Avec Sundowning, en 2006, This Is Hell fait une entrée fracassante dans le hardcore métallique nord-américain. Venu de l’État de New York, le groupe impose d’emblée une formule aussi simple qu’implacable : un hardcore rapide, dense et rageur, nourri d’une énergie straight edge et d’une hargne qui ne laisse aucun répit. Ce premier album ne s’embarrasse d’aucune fioriture, il fonce tête baissée, empilant les riffs tranchants et les breaks dévastateurs avec une assurance rare pour un début. Dès les premières secondes, on comprend que l’on a affaire à un groupe qui a des choses à dire et l’intention de les crier le plus fort possible.

Une entrée en trombe

Tout, sur Sundowning, respire l’urgence. Les morceaux sont courts, ramassés, bâtis pour l’impact immédiat, et le chant hargneux de Travis Reilly leur donne une intensité constante.
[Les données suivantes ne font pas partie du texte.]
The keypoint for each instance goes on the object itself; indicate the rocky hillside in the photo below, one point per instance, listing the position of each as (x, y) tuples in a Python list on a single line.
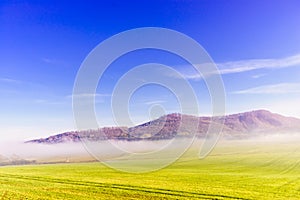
[(166, 127)]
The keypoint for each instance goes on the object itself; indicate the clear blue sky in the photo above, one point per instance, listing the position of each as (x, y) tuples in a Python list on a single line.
[(256, 45)]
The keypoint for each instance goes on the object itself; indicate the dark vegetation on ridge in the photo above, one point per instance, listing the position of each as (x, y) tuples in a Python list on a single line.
[(242, 125)]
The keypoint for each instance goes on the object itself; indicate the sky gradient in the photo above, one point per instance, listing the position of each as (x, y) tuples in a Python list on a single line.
[(255, 44)]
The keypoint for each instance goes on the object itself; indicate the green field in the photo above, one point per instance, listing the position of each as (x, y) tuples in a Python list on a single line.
[(234, 170)]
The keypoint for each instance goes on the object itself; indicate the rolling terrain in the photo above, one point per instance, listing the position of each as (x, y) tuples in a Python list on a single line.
[(242, 125)]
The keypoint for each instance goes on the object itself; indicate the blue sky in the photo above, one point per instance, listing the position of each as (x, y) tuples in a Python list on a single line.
[(255, 44)]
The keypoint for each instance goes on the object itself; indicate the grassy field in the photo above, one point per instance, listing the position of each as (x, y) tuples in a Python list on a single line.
[(234, 170)]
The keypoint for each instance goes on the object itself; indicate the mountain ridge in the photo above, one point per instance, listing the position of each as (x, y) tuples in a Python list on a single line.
[(240, 125)]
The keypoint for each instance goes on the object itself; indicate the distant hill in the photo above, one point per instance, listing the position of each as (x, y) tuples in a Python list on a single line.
[(242, 125)]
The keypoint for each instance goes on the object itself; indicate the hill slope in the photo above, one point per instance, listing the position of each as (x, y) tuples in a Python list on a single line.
[(166, 127)]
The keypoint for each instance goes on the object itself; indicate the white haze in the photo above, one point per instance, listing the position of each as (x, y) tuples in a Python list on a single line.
[(33, 151)]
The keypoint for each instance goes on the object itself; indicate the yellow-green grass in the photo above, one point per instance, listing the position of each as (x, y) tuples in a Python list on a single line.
[(235, 169)]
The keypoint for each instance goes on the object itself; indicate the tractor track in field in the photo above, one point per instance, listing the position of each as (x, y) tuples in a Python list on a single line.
[(149, 190)]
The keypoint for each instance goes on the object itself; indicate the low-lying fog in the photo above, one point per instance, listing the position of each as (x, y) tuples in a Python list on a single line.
[(68, 152)]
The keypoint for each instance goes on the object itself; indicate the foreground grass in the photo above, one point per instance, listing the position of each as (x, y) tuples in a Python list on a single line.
[(234, 170)]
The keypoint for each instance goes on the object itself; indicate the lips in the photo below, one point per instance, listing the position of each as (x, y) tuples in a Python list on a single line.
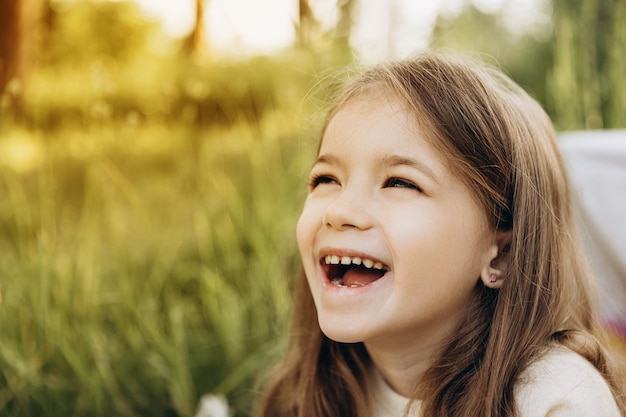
[(352, 271)]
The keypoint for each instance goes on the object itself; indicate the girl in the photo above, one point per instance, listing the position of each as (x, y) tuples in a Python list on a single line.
[(442, 275)]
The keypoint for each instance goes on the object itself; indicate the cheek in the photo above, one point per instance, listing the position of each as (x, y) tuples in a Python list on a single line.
[(305, 229)]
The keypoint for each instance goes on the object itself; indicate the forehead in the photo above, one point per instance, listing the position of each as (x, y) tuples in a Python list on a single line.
[(382, 121)]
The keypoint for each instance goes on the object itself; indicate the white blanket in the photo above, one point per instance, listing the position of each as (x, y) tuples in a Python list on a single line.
[(596, 161)]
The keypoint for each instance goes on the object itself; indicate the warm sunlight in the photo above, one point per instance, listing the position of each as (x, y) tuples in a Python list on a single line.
[(382, 29)]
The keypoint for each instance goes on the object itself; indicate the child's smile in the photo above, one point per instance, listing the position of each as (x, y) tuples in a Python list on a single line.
[(352, 271), (392, 242)]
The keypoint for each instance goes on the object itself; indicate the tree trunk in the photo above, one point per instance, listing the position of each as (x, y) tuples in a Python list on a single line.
[(196, 43), (10, 41), (307, 25)]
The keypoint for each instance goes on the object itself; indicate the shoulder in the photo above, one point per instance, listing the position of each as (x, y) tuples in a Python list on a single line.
[(563, 383)]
Le groupe puise autant dans le hardcore de conviction que dans une agressivité plus métallique, créant un équilibre qui deviendra sa marque de fabrique. Il n’y a pas de temps mort, pas de remplissage : chaque titre va droit au but, avec la conviction d’une jeunesse qui refuse les demi-mesures. Cette économie de moyens, loin de limiter le disque, en fait toute la force et la cohérence.

La rage straight edge

Au-delà de la musique, Sundowning porte une attitude. L’éthique straight edge, la révolte contre l’apathie, la volonté de vivre pleinement et sans compromis irriguent des textes directs et sincères. This Is Hell ne cherche pas à philosopher, il assène ses convictions comme des coups de poing, avec une honnêteté qui force le respect. Cette rage, canalisée dans une musique parfaitement maîtrisée, donne au disque une puissance viscérale. On sent un groupe qui croit dur comme fer à ce qu’il défend, et qui transforme cette foi en carburant sonore d’une intensité rare.

Le socle d’un style

Avec le recul, Sundowning apparaît comme la pierre de fondation d’une trajectoire ambitieuse. Le groupe y pose les bases de ce qu’il développera par la suite : la vitesse, la densité, l’appétit pour une agressivité toujours plus métallique. Encore un peu brut, le disque contient déjà tout l’ADN du groupe, avec la fraîcheur et l’urgence des commencements. C’est un début qui ne triche pas, qui ne cherche pas à paraître plus grand qu’il n’est, et qui gagne précisément sa crédibilité par cette sincérité sans faille.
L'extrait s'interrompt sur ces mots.